Tuesday 17 January 2023

Russians are living in a frightening, distorted reality

Opinion by Vladimir Kara-Murza

January 17, 2023 at 20:00 Japan Time

PRETRIAL DETENTION CENTER 5, Moscow — Among the most stressful aspects of Russian prison life is exposure to government propaganda. Every cell I’ve been in has a television that is constantly turned on — and, with brief respites such as soccer matches during the recent FIFA World Cup, most of the airtime across all major networks is taken up by relentless pro-regime and pro-war messaging not dissimilar to the “Two Minutes Hate” from George Orwell’s 1984. Except that, in Vladimir Putin’s Russia, televised hate goes on for hours.
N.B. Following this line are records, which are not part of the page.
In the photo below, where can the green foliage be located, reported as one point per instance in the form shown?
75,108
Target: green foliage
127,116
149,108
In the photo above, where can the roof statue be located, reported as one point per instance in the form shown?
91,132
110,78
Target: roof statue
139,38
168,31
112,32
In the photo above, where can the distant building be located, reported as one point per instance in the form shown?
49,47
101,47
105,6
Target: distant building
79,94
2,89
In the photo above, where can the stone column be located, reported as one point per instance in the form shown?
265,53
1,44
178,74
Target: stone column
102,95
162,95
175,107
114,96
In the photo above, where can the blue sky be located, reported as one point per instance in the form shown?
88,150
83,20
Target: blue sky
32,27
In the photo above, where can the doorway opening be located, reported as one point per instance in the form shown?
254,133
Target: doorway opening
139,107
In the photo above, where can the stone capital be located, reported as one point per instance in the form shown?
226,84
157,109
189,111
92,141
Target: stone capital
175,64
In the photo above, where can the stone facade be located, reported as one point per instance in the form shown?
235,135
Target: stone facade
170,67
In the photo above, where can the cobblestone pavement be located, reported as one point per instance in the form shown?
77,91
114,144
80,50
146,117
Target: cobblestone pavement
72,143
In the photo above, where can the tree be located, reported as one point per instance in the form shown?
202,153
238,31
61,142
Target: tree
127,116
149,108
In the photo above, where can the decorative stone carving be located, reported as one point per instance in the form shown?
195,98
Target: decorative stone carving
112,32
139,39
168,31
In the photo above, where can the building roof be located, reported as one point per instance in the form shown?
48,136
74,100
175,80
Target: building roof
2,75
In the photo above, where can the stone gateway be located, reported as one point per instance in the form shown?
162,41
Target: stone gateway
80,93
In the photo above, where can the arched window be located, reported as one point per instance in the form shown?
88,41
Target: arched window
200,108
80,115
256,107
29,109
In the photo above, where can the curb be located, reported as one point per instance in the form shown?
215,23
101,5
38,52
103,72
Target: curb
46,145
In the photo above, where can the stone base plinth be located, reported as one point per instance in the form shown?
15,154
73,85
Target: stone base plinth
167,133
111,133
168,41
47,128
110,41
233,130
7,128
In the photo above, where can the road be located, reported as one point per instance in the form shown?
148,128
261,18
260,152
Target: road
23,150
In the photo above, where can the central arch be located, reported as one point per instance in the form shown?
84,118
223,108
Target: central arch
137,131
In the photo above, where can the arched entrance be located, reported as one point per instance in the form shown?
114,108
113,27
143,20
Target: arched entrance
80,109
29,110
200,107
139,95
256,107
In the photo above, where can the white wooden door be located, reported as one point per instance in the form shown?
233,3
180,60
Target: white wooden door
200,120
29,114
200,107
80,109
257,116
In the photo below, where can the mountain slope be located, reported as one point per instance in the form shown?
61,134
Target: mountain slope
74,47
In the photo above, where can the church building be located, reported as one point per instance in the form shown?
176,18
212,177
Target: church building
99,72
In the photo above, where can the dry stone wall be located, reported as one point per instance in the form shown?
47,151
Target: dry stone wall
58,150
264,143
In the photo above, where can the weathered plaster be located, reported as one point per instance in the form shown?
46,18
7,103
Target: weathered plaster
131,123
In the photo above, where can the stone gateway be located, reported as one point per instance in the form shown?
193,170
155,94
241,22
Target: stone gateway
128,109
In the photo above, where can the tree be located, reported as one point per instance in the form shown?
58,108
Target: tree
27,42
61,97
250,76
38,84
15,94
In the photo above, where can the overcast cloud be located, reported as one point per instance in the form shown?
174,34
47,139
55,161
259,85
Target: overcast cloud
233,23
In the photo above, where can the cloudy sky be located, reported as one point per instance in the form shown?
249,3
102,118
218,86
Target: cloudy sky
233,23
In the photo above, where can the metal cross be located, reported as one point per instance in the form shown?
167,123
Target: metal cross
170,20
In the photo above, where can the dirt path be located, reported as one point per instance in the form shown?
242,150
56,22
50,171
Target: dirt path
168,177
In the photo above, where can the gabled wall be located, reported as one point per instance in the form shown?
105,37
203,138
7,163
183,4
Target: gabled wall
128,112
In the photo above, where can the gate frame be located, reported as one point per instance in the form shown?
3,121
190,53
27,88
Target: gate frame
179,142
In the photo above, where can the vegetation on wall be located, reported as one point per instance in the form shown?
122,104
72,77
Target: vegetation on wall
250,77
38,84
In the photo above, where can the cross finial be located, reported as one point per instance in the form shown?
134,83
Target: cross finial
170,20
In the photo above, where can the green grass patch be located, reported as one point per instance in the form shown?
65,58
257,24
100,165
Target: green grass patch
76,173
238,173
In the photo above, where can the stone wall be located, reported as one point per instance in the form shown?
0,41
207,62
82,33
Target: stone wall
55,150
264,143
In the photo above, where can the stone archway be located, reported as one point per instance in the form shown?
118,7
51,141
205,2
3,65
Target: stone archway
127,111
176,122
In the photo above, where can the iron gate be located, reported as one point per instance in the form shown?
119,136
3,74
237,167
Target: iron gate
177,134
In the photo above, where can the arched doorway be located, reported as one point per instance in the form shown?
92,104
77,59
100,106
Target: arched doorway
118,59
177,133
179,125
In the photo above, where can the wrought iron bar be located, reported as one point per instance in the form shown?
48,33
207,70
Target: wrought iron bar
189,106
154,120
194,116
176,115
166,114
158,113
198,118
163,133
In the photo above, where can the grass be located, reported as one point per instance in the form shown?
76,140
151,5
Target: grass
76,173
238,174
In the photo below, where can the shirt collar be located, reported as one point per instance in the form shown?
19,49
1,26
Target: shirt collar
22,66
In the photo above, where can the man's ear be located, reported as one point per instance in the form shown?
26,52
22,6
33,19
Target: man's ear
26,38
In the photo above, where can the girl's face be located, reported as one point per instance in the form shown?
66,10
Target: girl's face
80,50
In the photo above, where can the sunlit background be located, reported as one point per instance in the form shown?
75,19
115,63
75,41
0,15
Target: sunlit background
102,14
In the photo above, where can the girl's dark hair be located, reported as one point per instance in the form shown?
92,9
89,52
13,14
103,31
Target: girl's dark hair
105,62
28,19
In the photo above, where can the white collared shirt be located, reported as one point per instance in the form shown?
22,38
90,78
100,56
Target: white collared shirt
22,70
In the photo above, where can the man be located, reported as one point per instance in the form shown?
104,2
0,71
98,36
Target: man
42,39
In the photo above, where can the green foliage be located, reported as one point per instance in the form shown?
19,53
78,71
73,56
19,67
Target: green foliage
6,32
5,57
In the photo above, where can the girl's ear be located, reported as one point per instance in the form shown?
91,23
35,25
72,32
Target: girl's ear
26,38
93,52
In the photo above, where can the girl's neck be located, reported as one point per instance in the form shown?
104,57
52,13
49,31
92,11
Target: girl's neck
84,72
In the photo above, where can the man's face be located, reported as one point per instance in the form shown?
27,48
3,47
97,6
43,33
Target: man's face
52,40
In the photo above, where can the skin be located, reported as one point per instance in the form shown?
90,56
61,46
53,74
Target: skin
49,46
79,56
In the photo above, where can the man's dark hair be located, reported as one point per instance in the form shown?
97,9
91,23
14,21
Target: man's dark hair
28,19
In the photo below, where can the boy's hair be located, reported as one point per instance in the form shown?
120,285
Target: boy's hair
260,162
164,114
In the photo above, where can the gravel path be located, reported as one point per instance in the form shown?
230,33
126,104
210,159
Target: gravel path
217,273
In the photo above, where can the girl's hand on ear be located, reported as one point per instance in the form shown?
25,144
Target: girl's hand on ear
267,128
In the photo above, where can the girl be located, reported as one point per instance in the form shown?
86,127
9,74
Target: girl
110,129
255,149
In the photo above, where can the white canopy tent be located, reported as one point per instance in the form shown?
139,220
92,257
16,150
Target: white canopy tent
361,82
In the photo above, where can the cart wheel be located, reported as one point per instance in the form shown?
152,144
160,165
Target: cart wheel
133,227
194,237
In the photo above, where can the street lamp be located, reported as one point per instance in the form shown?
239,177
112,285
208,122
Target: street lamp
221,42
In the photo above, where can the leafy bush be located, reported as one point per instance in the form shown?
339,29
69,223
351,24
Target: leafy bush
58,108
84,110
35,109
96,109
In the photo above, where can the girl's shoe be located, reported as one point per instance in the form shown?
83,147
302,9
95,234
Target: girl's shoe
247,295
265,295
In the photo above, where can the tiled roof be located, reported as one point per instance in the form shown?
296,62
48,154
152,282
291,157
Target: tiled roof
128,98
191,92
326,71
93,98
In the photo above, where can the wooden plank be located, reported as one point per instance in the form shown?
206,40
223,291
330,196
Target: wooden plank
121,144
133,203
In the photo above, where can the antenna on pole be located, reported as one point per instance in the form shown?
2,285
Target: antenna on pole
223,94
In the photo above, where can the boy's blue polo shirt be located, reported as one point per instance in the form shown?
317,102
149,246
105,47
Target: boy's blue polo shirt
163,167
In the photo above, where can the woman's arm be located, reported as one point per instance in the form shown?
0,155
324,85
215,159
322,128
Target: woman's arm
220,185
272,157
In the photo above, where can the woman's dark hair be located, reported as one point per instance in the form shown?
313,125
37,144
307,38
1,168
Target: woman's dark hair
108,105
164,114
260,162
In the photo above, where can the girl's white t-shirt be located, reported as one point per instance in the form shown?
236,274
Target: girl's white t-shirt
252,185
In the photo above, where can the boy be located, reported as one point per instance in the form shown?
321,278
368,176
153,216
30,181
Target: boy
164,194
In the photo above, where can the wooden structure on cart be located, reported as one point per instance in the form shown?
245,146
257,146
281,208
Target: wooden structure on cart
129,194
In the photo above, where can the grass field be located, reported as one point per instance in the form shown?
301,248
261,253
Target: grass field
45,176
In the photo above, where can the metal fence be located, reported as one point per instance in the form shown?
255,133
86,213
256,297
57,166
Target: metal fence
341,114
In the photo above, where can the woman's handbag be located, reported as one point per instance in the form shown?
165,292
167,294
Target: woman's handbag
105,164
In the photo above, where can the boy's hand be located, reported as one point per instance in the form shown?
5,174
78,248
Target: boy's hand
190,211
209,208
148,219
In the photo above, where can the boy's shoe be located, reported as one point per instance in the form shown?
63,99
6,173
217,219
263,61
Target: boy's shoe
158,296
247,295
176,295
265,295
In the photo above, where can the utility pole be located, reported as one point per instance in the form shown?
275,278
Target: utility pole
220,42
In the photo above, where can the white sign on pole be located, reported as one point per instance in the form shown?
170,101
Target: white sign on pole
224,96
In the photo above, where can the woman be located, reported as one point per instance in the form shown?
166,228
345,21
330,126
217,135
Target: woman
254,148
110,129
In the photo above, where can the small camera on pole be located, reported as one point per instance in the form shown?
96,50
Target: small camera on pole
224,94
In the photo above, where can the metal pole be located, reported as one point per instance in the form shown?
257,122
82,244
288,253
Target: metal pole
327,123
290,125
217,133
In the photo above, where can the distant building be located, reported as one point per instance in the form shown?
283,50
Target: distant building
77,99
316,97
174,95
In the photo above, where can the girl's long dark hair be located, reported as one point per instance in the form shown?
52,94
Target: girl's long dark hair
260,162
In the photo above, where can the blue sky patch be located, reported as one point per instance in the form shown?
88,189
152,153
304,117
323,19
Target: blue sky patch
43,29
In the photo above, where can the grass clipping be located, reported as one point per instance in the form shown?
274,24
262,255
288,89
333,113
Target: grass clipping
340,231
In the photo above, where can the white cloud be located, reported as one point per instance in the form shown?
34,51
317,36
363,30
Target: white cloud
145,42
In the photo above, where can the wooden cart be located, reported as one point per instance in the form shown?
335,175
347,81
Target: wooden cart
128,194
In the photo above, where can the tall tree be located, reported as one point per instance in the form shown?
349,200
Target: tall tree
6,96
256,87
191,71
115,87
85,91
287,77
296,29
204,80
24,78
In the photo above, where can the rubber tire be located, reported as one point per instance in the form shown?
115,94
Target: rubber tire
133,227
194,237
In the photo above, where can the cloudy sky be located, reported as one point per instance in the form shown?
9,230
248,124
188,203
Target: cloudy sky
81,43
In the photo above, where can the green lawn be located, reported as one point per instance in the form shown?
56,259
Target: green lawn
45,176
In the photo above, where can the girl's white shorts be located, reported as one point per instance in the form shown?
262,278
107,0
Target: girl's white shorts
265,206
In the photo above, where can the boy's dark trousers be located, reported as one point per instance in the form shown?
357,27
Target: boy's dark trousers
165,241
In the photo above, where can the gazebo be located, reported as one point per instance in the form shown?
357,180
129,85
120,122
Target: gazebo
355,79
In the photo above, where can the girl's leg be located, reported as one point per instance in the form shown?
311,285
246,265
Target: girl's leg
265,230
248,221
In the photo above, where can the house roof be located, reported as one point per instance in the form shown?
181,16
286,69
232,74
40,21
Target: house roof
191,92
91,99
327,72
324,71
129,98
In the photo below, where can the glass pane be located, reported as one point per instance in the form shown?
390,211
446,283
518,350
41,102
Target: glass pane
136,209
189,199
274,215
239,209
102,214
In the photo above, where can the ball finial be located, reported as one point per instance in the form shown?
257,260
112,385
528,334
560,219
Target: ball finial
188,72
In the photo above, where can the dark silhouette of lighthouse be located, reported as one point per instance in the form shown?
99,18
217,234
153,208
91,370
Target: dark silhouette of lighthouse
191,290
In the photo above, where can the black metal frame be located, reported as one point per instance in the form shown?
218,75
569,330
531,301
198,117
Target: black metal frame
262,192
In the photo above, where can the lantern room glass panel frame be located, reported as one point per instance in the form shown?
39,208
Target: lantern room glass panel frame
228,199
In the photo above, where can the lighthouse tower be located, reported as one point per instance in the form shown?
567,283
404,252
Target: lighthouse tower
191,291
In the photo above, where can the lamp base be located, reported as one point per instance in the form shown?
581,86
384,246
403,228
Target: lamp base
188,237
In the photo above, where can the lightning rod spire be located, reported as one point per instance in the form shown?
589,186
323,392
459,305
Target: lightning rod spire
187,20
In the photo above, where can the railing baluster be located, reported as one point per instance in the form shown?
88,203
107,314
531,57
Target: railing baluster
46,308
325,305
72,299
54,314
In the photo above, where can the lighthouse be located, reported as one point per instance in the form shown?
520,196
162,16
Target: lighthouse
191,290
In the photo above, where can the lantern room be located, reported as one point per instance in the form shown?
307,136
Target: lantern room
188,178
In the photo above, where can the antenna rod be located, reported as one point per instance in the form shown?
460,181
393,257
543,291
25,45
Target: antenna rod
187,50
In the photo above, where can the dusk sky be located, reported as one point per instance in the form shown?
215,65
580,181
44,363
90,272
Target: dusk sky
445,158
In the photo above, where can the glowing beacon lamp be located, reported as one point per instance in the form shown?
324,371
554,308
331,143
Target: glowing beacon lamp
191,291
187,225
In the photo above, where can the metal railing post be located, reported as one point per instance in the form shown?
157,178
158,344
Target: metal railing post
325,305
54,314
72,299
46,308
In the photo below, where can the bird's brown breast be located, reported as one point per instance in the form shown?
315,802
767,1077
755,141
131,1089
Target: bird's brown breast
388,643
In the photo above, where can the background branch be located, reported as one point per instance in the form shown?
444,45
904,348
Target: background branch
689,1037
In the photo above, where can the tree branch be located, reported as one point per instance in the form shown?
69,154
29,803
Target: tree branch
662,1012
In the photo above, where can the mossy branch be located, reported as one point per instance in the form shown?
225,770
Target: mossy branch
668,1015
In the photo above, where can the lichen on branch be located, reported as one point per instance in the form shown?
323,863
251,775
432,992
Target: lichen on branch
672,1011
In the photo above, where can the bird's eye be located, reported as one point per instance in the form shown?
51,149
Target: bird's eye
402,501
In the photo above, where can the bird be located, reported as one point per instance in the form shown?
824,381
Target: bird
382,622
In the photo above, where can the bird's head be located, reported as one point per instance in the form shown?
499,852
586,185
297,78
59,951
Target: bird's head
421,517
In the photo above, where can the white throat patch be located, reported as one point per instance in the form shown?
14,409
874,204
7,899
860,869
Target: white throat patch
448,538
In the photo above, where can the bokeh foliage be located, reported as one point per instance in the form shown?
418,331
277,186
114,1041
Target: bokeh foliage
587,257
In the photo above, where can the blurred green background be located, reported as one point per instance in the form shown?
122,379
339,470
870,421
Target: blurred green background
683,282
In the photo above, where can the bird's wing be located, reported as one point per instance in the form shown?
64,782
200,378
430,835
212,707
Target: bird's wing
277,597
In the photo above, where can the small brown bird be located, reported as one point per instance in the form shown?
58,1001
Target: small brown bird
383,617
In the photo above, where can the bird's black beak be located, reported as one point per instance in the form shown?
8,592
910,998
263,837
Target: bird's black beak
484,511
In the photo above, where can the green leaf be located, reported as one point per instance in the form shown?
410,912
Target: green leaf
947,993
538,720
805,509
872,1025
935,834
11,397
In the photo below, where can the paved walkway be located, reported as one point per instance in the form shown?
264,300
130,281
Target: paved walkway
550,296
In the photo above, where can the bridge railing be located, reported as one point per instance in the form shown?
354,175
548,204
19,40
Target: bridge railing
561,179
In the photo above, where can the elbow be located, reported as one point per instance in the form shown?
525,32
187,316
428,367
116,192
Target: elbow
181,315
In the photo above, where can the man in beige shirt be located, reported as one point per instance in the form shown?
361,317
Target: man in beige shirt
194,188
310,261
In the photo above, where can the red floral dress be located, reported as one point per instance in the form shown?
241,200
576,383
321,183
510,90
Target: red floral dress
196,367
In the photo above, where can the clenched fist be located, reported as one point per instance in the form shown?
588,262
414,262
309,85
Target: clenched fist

Propaganda is not limited to news bulletins and talk shows — it also permeates documentaries, cultural programs and even sports coverage. New Year’s Eve, when millions of Russians tune in to listen to popular songs and watch favorite movies, was also filled with propaganda messages.

The leitmotifs are always the same: Russia is surrounded by enemies. The West seeks to humiliate and dismember it. The Soviet Union was a noble and benevolent state — “the empire of good,” as chief TV propagandist Dmitry Kiselyov put it in a film broadcast on New Year’s Eve — that was destroyed by a mischievous scheme of the Reagan administration with help from domestic traitors. The only reason Russia still exists is because Putin is there to protect it. Ukraine is a Western puppet state run by neo-Nazis through which the United States and NATO are trying to attack Russia. And Russian soldiers on the front lines are heroes defending the motherland.

And so on — day after day, for hours on end. This is the distorted reality that millions of Russians have lived in for years — and it is frightening.

Despite its intensity, Kremlin propaganda is showing signs of losing its effectiveness. Surveys show that the audiences of all three main television networks are overwhelmingly older; younger Russians prefer to get their news from online sources — and find ways to overcome state-imposed firewalls to do it. Last year, Russia shot up to second place worldwide in the downloads of VPN services that give access to websites blocked by the government; the messaging app Telegram now has a larger audience in Russia than state television. A recently leaked secret poll commissioned by the Kremlin showed that Russians strongly favor a peaceful settlement with Ukraine over continuing the war — hardly a result sought by state propaganda.